1CMS

Canberra, Australian Capital Territory; Australia;
- Broadcast area: Canberra RA1 ()
- Frequency: 91.1 MHz
- Branding: CMS

Programming
- Format: Multilingual

Ownership
- Owner: Ethnic Broadcasters Council of the Australian Capital Territory and Surrounding Districts, Inc.

History
- First air date: 15 July 2000
- Call sign meaning: 1 for the Australian Capital Territory plus Canberra Multicultural Service

Technical information
- ERP: 20,000 watts
- HAAT: 332 m
- Transmitter coordinates: 35°16′32″S 149°5′52″E﻿ / ﻿35.27556°S 149.09778°E

Links
- Website: Official website

= 1CMS =

Australian multilingual community radio station

FM 91.1 CMS (callsign 1CMS) is a multilingual community radio station broadcasting to Canberra, in languages other than English, from studios in the suburb of Holder. CMS is a member of the National Ethnic and Multicultural Broadcasters Council (NEMBC) and the Community Broadcasting Association of Australia (CBAA).

The policy of CMS is to encourage all languages to broadcast for at least an hour each week, providing time on an equitable basis. Programming priorities include youth, women and emerging communities.

==History==
The EBC (Ethnic Broadcasters Council) as it was then called, started broadcasting by purchasing airtime on community station 2XX. Up to 25 language groups were broadcasting for half an hour each per week during the 1980s. Discontent in the early 1990s saw the EBC and 2XX sever ties with each other. EBC were off the air until August 1992 when they were able to apply for their own test broadcast licence. EBC were back on air on Tuesdays and Fridays using the facilities of ArtSound FM.

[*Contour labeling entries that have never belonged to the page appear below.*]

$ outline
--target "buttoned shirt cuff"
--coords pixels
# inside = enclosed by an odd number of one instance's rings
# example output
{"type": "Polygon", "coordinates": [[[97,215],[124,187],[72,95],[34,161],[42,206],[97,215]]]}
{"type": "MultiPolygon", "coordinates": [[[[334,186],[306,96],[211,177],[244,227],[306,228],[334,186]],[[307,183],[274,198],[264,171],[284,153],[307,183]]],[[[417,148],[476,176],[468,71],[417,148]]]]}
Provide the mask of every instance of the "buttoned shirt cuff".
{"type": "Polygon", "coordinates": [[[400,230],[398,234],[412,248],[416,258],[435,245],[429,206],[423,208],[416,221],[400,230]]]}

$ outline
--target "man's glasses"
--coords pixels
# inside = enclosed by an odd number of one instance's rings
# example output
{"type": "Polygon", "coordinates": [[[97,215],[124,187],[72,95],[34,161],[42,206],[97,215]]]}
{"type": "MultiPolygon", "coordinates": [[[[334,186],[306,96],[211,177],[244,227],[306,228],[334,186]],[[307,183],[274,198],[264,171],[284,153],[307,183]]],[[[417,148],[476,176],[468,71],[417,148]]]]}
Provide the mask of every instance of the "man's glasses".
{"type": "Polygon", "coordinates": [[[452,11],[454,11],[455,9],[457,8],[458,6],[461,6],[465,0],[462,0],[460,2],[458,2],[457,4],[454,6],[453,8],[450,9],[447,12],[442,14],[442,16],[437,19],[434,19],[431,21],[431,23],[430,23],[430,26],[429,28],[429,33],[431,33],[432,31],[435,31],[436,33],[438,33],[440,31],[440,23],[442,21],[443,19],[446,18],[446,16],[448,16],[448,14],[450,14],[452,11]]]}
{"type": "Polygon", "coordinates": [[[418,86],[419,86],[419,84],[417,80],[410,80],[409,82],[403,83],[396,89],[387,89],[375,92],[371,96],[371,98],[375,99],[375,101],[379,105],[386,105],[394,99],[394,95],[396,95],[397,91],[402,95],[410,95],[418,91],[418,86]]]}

In 1999 the EBC received a full-time test licence to broadcast on 103.5 FM. Soon after the on air identity was changed to Canberra Multicultural Service and the frequency moved to the present 91.1 FM. Then an application for a full broadcasting licence was applied for. This was granted on 15 June 2001.

==Current==

FM 91.1 CMS now has programming in around 30 languages. The station broadcasts live from the Canberra Multicultural Festival each year. Internet streaming was introduced in 2008.

==Programming==

As of 2008, the station broadcasts in the following languages:

- Bosnian
- Cantonese
- Chilean Spanish
- Croatian
- Cypriot Greek
- Dutch
- Persian
- Belgian Dutch (Flemish)
- French
- German
- Greek
- Hindi
- Indonesian
- Italian
- Lao
- Macedonian
- Mandarin
- Motu/Pigin
- Polish
- Samoan
- Serbian
- Sinhalese
- Slovenian
- Spanish
- Swiss German
- Tamil
- Telugu
- Thai
- Tongan
- Urdu
- Vietnamese

Satellite programming from Deutsche Welle, Radio France International and the National Indigenous Radio Service is also carried.